Fetha Nagast · Fetha Nagast ch. XVI, Alms (trans. Paulos Tzadua)
Eastern Orthodox
“Whoever you may be, always have God before your eyes; whatever you do, do it according to the testimony of the holy Scriptures…”
Abba Anthony the Great · Apophthegmata, Anthony 3 (trans. Ward)
Roman Catholic
“He that vows something and does it, subjects himself to God more than he that only does it.”
St. Thomas Aquinas · Summa Theologiae II-II, q. 88, a. 6
Contemplative
“Grace is not opposed to effort, it is opposed to earning. Earning is an attitude. Effort is an action.”
Dallas Willard · The Great Omission: Reclaiming Jesus’s Essential Teachings on Discipleship
Reformed
“Made voluntarily, out of faith, and conscience of duty, in way of thankfulness for mercy received… whereby we more strictly bind ourselves to necessary duties.”
The Westminster Divines · Westminster Confession of Faith 22.6 (Of Lawful Oaths and Vows)
American Evangelical
“There is an immense difference between training to do something and trying to do something.”
John Ortberg · The Life You’ve Always Wanted
  1. Eighty-four people signed their names; the rest joined the oath aloud. What is gained—and what is risked—when devotion is written down and witnessed rather than kept private?
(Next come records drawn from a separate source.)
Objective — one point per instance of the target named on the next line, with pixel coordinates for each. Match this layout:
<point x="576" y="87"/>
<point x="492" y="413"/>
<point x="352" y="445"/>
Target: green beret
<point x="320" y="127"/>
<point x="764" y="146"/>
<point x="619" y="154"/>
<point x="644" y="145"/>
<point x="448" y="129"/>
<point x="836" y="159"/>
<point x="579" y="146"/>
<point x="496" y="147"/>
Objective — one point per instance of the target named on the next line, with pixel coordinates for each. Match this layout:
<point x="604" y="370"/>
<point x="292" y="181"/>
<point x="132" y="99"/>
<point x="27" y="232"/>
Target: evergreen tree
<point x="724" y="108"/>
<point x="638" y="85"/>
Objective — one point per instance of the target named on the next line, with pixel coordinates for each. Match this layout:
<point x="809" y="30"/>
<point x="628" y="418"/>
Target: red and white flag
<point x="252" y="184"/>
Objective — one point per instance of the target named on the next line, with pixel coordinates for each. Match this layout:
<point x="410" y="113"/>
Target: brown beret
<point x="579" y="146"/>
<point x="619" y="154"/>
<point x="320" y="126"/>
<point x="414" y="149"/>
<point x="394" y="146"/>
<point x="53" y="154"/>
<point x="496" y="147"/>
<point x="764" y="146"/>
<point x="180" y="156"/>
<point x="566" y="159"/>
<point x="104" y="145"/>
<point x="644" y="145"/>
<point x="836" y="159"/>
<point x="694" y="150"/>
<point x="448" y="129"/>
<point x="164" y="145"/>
  2. The covenant runs through marriage, calendar, and money. Which of those three does your faith find hardest to reach—and why might Nehemiah’s community have named all three?
  3. In the Time of AI · Magnifica Humanitas ¶111The covenant turns repentance into named, concrete obligations. Leo XIV tells developers that ‘every design choice reflects a vision of humanity’ (¶111). What would signing your name to your work’s values commit you to?